Les Sœurs de Blackwater
d’Alyson Hagy
traduction de David Fauquemberg
Éditions Zulma

L’oreille interne

Pour faire un bon roman de science-fiction, il ne faut pas forcément y inclure des vaisseaux spatiaux, des lieux exotiques et des extra-terrestres. J’en veux pour preuve L’oreille interne, court roman écrit par Robert Silverberg en 1972. L’histoire se passe entièrement à New York, voire quasi uniquement sur l’île de Manhattan. Et la seule différence avec le New York réel de 1972 est la mutation dont est affligé son protagoniste, David Selig. En effet, depuis l’enfance, celui-ci est télépathe et peut donc entendre l’esprit de son entourage. Pourtant la quarantaine venue, son talent ne lui a pas servi à devenir riche ou puissant. Tout au plus survit-il en servant de scribe aux étudiants aisés pour rédiger thèse, dissertation ou mémoire à leurs places.
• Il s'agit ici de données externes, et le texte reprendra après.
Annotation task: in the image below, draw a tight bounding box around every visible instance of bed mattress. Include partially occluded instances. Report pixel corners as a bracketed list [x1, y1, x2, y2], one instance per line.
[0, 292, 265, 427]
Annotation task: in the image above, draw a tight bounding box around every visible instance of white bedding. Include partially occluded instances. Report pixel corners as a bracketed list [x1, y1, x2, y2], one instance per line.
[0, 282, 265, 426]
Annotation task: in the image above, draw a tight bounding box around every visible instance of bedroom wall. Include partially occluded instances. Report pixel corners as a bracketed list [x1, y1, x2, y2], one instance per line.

Hélas avec l’âge, son talent, si utile pour savoir ce que veut l’étudiant et ce qu’attend le professeur, devient de plus en plus instable jusqu’à disparaître complètement. Comment accepter cette disparition, et à travers elle comment accepter de vieillir, tout est l’enjeu de ce roman de Silverberg.
La première fois où j’ai lu ce texte, j’étais adolescente. Même s’il ne débordait pas d’action comme les space operas que je dévorais également à l’époque, ce livre m’avait profondément touchée. Je l’ai relu bien des fois depuis en m’approchant de plus en plus de l’âge du héros. Et je suis toujours aussi profondément émue de son sort et de la chronique douce-amère de la fin de son exception. Pourtant, difficile de dire que David Selig et moi ayons beaucoup en commun. Vivant sur deux continents et à deux époques différentes, dans des peaux diamétralement opposées et pour ma part, sans la moindre trace de télépathie. Pourtant, Robert Silverberg arrive à me faire comprendre le poids de ce talent dans la vie quotidienne de son personnage, et l’obstacle qu’il représente au fait de nouer des relations amoureuses, amicales ou familiales normales. Et à me faire ressentir petit à petit toutes les déchirures liées à sa perte jusqu’au soulagement final. En 2018 comme en 1972, ce texte reste d’une actualité criante sur la façon dont nous tissons des liens avec les autres et sur le mélange de fragilité et de solidité de ceux-ci.